IIT Chicago-Kent to co-sponsor international conference on medical malpractice and compensation in global perspective in Vienna
Experts from six continents and 14 different countries or regions will attend the December 3–4 conference
The Chicago-Kent Law Review and the Institute for European Tort Law (ETL), in collaboration with the European Centre of Tort and Insurance Law, will co-sponsor "Medical Malpractice and Compensation in Global Perspective," an international conference to be held December 3–4, 2010, at the Vienna University of Technology in Vienna, Austria.
The conference will provide a comprehensive comparative analysis of alternative systems employed around the world to prevent and redress medical errors and adverse events, including regulation, criminal and civil liability, social and private insurance, and the relationships among these various systems. There will be a detailed focus on the applicable liability and compensation systems, public perceptions of their operation and effects, and available empirical data on the incidence of medical errors and adverse events, the operation of the systems designed to prevent and/or redress such errors and events, and the prevalence and impact of measures designed to improve system performance or reduce system costs.
Conference participants include experts from every continent except Antarctica. The countries and regions whose systems have been specifically identified for analysis and comparison include Austria, Brazil, Canada, China, France, Germany, Italy, Japan, New Zealand, Poland, Scandinavia, South Africa, the United Kingdom, and the United States. Presenters include Professor Bernhard A. Koch, private law chair, University of Innsbruck, Austria; Professor Colleen Flood, Canada research chair in Health Law and Policy and scientific director of the Institute of Health Services and Policy Research of the Canadian Institutes of Health Research, University of Toronto; Loutjie Coetzee, senior lecturer, University of South Africa, and director, Unit for Medicine and Law, University of Pretoria and University of South Africa; Professor Zhu Wang, Law School of Sichuan University, Chengdu, Sichuan Province, Peoples Republic of China; Professor Mårten Schultz, University of Uppsala, Sweden; and Professor Stephen Todd, University of Canterbury, New Zealand, and professor of Common Law, University of Nottingham, England.
The conference is being organized by Chicago-Kent Distinguished Professor of Law Richard W. Wright, an internationally recognized tort law scholar, and ETL director Professor Ken Oliphant.

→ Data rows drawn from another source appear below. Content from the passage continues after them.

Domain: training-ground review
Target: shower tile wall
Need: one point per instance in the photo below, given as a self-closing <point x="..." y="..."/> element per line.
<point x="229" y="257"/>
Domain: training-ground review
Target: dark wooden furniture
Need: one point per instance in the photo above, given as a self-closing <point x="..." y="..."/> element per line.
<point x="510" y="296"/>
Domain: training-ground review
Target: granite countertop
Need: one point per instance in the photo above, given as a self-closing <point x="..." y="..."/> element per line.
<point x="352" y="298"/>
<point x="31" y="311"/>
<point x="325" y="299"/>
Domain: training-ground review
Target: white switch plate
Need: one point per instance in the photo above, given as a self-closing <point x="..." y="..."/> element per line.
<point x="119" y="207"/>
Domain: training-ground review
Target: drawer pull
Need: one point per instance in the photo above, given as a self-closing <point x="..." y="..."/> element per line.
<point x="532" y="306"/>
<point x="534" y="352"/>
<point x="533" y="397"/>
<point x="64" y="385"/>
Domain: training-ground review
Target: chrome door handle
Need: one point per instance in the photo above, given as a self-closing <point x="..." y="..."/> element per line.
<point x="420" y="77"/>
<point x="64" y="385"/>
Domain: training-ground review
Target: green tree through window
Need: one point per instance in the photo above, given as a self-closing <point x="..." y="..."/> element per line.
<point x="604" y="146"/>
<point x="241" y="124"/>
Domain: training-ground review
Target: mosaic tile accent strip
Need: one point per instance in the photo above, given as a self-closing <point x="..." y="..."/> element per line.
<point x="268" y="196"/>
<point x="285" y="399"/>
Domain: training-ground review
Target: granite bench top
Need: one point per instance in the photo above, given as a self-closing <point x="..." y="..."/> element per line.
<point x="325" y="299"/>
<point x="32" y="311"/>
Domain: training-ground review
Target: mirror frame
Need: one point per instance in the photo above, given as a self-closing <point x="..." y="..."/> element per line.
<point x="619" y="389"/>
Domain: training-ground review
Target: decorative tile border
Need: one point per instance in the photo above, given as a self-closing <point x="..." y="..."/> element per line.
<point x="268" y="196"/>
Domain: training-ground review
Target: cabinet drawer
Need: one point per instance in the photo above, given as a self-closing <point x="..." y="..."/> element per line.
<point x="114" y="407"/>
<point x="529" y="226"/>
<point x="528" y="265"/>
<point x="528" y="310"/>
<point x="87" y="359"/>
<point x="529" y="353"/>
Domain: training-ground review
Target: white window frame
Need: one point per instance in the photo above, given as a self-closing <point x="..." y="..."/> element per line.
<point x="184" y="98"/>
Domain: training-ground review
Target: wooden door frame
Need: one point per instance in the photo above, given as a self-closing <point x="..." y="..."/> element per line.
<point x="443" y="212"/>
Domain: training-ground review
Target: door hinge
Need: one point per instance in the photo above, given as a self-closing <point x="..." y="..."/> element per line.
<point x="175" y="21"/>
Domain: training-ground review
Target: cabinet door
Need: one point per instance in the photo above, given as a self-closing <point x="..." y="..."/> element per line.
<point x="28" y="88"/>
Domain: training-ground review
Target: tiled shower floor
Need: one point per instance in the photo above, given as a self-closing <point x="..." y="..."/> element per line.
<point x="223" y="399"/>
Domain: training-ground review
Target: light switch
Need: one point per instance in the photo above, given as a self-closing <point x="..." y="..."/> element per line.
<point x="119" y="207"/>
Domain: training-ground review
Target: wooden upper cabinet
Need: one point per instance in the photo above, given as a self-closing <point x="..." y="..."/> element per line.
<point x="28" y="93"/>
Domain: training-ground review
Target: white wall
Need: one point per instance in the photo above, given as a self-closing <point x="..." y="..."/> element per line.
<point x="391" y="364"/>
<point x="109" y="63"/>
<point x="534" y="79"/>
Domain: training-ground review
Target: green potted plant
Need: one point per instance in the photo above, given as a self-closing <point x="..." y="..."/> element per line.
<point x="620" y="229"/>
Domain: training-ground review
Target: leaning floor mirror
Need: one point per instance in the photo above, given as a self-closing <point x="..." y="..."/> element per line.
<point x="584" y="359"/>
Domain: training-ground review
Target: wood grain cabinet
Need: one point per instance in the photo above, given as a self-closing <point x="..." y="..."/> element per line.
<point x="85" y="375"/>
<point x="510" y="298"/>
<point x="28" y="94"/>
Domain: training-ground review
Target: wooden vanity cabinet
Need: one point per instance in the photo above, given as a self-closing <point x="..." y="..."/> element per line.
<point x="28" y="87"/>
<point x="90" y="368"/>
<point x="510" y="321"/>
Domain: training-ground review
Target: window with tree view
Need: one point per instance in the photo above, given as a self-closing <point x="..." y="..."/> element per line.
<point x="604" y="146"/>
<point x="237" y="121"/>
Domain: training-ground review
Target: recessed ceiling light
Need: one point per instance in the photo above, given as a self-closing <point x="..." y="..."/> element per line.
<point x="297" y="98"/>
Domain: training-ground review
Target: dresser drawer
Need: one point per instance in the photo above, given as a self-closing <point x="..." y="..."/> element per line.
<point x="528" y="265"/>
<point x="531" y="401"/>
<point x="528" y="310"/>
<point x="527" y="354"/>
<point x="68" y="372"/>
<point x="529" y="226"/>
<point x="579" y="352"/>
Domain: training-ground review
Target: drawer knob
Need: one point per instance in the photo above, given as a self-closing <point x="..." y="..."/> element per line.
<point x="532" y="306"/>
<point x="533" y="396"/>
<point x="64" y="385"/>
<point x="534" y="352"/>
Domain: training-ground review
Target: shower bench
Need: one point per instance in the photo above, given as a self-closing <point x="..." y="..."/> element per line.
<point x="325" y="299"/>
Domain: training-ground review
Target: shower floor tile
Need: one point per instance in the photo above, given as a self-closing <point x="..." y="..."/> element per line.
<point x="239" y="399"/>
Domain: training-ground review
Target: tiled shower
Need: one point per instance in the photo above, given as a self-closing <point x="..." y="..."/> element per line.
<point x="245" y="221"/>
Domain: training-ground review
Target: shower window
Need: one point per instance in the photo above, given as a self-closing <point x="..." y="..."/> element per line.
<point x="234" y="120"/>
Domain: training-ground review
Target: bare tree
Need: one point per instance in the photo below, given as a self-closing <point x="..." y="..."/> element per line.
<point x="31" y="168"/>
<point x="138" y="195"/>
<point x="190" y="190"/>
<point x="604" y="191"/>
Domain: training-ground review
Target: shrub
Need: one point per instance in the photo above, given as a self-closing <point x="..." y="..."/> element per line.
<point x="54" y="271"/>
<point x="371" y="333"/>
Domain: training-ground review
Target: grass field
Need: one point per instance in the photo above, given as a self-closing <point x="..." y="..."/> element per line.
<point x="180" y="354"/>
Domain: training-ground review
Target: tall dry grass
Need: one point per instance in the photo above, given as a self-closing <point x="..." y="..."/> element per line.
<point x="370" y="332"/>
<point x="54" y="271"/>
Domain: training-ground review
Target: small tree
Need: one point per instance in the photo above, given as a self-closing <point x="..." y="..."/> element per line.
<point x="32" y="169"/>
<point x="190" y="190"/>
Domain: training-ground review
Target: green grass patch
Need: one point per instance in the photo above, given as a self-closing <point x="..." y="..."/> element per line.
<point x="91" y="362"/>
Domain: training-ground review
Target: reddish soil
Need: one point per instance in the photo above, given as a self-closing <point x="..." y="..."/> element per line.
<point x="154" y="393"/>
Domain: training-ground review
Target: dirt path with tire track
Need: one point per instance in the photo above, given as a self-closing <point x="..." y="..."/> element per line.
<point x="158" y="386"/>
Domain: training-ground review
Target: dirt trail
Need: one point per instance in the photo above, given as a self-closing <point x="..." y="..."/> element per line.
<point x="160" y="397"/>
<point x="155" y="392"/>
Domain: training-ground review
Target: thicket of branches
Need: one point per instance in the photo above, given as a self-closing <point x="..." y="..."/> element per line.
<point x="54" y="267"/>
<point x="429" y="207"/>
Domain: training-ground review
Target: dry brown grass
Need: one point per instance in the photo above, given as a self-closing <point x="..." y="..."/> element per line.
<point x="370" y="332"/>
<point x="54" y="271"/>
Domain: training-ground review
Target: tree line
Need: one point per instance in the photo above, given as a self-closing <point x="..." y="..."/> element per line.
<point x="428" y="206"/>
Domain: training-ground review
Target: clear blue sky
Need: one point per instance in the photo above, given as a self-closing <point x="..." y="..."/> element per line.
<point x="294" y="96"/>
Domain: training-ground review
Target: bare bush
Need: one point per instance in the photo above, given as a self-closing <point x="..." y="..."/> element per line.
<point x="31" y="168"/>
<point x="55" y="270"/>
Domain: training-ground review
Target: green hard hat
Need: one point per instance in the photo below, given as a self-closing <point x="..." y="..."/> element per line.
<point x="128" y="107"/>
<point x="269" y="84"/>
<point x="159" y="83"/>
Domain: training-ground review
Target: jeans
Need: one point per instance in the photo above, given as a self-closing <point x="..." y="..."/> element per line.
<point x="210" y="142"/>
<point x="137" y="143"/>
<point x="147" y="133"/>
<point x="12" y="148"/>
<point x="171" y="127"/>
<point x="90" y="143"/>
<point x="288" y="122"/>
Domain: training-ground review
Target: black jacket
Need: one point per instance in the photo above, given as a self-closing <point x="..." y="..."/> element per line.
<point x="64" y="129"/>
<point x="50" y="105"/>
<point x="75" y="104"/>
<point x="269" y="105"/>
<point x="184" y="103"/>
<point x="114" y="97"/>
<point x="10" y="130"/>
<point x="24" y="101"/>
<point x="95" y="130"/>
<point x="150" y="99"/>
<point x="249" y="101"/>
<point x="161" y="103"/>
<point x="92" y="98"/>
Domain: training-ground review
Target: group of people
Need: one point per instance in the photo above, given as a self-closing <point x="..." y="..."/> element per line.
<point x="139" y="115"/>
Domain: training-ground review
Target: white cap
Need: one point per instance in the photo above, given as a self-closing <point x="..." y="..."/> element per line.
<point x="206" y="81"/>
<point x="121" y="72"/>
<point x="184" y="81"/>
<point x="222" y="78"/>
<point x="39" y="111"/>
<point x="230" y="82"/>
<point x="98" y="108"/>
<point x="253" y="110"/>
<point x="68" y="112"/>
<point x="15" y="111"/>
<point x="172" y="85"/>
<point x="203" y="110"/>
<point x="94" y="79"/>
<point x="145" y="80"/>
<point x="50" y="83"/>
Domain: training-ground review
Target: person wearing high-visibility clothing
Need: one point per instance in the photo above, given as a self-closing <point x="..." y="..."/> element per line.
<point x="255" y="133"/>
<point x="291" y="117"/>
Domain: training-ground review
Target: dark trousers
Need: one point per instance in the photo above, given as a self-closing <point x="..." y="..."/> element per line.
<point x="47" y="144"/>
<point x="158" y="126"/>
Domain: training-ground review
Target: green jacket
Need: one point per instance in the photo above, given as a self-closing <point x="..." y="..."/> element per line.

Conference papers and a comparative overview written by Professors Wright and Oliphant will be published by the Chicago-Kent Law Review and by international publisher De Gruyter as a title in ETL's Tort and Insurance Law series.
"While controversies over medical malpractice and related liability and compensation systems recur frequently with high political visibility in the United States, few in the United States are aware that similar controversies exist around the world. Other countries have similar wide divergences between public perceptions and the available empirical data and similar demands for reform or adoption of alternative liability and compensation systems with problems of their own," says Professor Richard Wright.
"The systems in different countries represent a wide spectrum of approaches, including widely varying reliance on different combinations of regulatory, liability, and social and private compensation systems. For example, doctors in some countries, including Italy and Japan, commonly face criminal liability for adverse medical events that would at most lead to civil liability in the United States. In the United States itself, studies routinely show that the major problem in this area is serious underclaiming and undercompensation rather than the reverse. The participants in this conference are eager to compare data and information on the approaches in their respective countries. We expect useful data and insights to be produced and published that will be of use not only to those who are able to attend and participate, but for all of those around the globe who are interested in or concerned about these issues," added Professor Wright.
Additional information about the conference is available at www.etl.oeaw.ac.at.
Chicago-Kent College of Law is the law school of Illinois Institute of Technology, a private, Ph.D.-granting institution with programs in engineering, psychology, architecture, business, design and law. The Chicago-Kent Law Review[ was established in 1923 as the Chicago-Kent Review. By the 1930s, the journal adopted its current name and began publishing scholarly articles by law professors and practitioners. More than 300 issues featuring original works by important scholars in the field of law and beyond have been published. Currently, articles in the Chicago-Kent Law Review appear in an all-symposium format.